Alors que la baisse du prix de l'immobilier à Paris se généralise, l'augmentation depuis le début des années 2000 demeure toujours à 114% sur l'ensemble du territoire. Fondation d'un foyer, agrandissement de la famille ou décohabitation avec les parents, chaque catégorie d'âge doit faire face à des difficultés propres à ses aspirations de vie.

Etat des lieux

Publié le - Mis à jour le 6 Mars 2015
Moins de mètres carrés, plus d’euros : 20, 30, 40 ou 60 ans, qui endure quoi pour se loger dans la France de 2015
  • Malgré la baisse récente des prix de l'immobilier constatée à Paris, entre 2000 et 2014, son prix moyen sur toute la France a subi une augmentation de 114%.

  • Le taux d'effort (part des dépenses rapporté sur le revenu) en matière de logement a globalement augmenté pour toutes les catégories d'âge et de situation. Au début des années 2010, il était à son plus haut depuis 70 ans, et le taux d'endettement des Français se situait la même année à 74% (il était à 50% en 1998). 

  • Les jeunes adultes sont les plus touchés, avec un taux d'effort plus important que les autres classes d'âge (22% de leurs revenus consacrés au logement, contre 8,6% pour les 45-59 ans par exemple).

  • Malgré un rapprochement des revenus des retraités à celui des actifs jusqu'en 2007, les plus de 60 ans sont la deuxième catégorie pour laquelle le logement représente un défi, du fait notamment d'une diminution substantielle des revenus et des aspirations de vie nouvelles qui demandent mobilité et disponibilités financières.

  • D'une manière générale, les politiques publiques depuis 20 ans sont les mêmes, et elles n'ont pas à ce jour su répondre aux problématiques qu'elles avaient vocation à résoudre. 

20 ans

Christophe Robert : Plusieurs variables sont venues jouer à créer les problématiques auxquelles les jeunes adultes sont aujourd'hui confrontés en matière de logement.

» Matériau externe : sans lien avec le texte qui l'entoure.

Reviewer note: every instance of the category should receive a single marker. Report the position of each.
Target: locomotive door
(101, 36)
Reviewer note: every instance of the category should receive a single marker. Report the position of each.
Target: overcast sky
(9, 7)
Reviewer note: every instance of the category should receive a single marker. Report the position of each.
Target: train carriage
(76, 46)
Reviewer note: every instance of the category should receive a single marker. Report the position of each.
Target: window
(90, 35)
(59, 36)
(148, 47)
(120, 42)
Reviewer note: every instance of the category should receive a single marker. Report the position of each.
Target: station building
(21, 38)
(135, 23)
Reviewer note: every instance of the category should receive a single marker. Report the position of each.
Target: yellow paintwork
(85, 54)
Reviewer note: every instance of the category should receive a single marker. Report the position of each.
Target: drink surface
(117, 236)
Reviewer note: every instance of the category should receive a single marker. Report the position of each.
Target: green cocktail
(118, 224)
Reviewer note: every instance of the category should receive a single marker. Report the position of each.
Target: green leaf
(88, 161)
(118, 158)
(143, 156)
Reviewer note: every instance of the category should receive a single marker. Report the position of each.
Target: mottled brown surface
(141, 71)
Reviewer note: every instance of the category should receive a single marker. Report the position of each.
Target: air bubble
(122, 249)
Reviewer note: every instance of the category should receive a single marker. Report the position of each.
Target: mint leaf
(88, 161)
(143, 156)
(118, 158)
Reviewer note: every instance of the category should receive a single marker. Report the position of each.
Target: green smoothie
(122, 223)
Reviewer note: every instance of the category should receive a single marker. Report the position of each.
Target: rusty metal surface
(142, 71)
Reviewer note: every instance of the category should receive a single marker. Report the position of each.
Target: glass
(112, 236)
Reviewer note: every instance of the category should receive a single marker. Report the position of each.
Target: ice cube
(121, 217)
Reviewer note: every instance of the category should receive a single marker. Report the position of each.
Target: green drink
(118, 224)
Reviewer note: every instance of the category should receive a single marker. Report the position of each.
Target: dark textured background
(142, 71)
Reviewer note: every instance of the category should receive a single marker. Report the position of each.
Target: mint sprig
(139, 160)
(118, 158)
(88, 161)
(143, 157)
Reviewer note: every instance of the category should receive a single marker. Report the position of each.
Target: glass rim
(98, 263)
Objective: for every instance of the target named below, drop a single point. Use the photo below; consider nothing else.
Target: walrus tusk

Nous sommes face à une population qui a beaucoup évolué depuis 20 ans. Elle reste plus longtemps chez ses parents pour des raisons d'augmentation du temps d'études notamment. La structure familiale a évolué avec l'augmentation des séparations conjugales qui produisent un effet immédiat : la démultiplication des besoins en logements. 

Décohabitation des 18-30 ans entre 2006 et 1992

Lecture : En 2006, en région Nord-Pas-de-Calais, 48,1% des personnes de 18 à 30 ans vivent chez leurs parents. Depuis 1992, cette proportion a augmenté de 3,2 points. Sources : Insee.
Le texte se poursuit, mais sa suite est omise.